We start to walk up hill - Briancon is at 1350 and Montgenevre 1850 so we have a 500metre uphill trek. It's hot - we get to a view point looking back at Briancon - you never tire of the view of snow capped alps and forests. We cross the bridge Pont d'Asfeld built in 1730 across a deep gully through which the Durance flows - its source is Montgenevre where we are headed and it travels almost the same route as we have walked from Avignon where it flows into the Rhone. Through forests and open fields - it's hot - and we are looking for shade for a cup of coffee. It's 12.30pm and way past our coffee time - just a bit more I tell Ian til we come to a nice spot. And within 20mins we stumble across a fountain bubbling icy cold water out of the ground right beside the GR5 path - the Fountaine Boullaine - boiling fountain. We stop for a coffee and refill our water bottles with icy water. Then its up and up.
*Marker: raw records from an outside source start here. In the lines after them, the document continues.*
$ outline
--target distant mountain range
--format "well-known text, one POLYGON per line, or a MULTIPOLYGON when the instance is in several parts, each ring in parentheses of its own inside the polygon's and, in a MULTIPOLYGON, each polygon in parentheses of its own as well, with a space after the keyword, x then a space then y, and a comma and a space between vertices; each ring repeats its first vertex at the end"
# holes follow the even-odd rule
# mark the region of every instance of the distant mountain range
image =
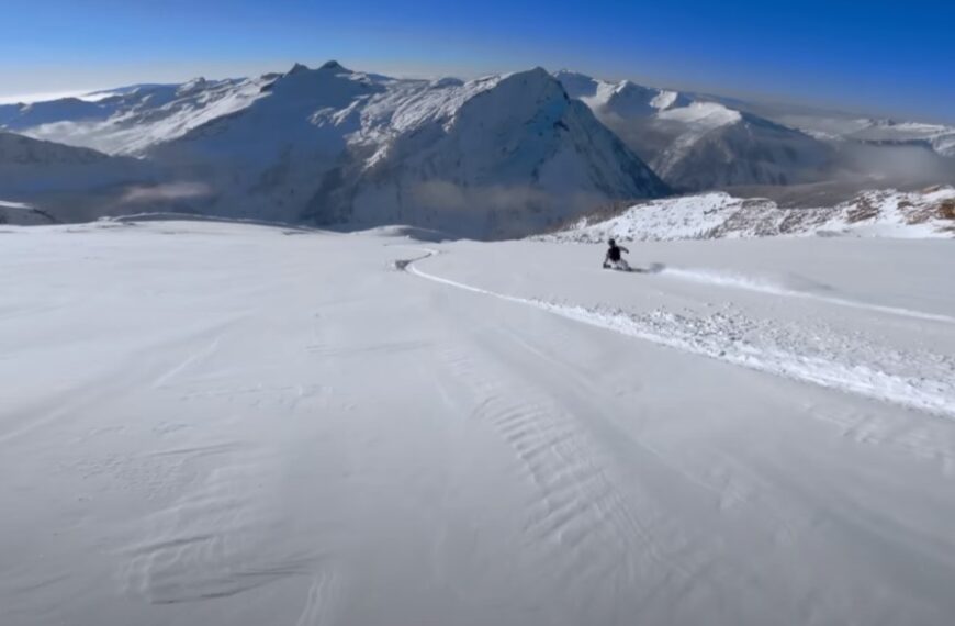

After about 2 hrs of climbing, Ian is ahead and finds a u-beaut picnic spot for lunch and plonks his pack down before I get there - but he forgot the 2nd and 3rd cardinal rules of lunch (the 1st is don't stop before 1pm - that's OK it's 2.30pm, the second is don't stop before you have to climb a high mountain, and the third is don't stop on the side of steep grassy slope). So we sit on angled tree stumps, on the side of a steep slope with our packs, plates, mayonnaise, tomatoes and me sliding down the hill - not happy Jan. My pick for lunch tomorrow. But apart from rescuing our sliding lunch every minute, lunch is nice- remember I have carried a bottle of mayonnaise for the green mace. After lunch it's still another 1k to go and 100 meters uphill to Montgenevre a 10% grade -easy unless you've had a big lunch - 2nd cardinal rule broken - I'm definitely picking the lunch spot tomorrow.
We reach Montgenevre and it's just a magical moment - the town itself is nothing much - mostly a winter ski resort and most of the chalets are closed, but we find a hotel that's open, Hotel Alpi Cottia, a two star hotel just off the busy main road. And 5 mins later we are in our room, doing washing as everything is sweaty from a really hot day, hung up in the attic window in the breeze and sun, showered in another 2foot x 2foot shower, and then fiddled around with my WiFi and Sandvox website program to try to get it to publish. I have to eliminate my photo albums and keep the blogs trimmed to a few photos and a text story - that's OK til we get home when I can reduce the file size of the photos
6pm and time to go for a drink but we're not hungry - big breakfast - big lunch - and only a short walk. We sit in the bar having a wine and beer and I type diary - I just loooove my MacAir - thanks Ian for my mother's day present AND for downloading all the IGN maps, AND for adding on the GPS AND for being such good company - the lunch today on the slippery slope before an uphill walk is almost forgivable.
The barman is English, so a good time to ask for directions to any kind of shop open in the morning before we leave. He gives us directions to the small Sherpa shop that sells the basics of bread meat and cheese but it doesn't open til 9am, so we'll have to see what time we're prepared to wait in the morning.
Time for bed, our washing is almost dry.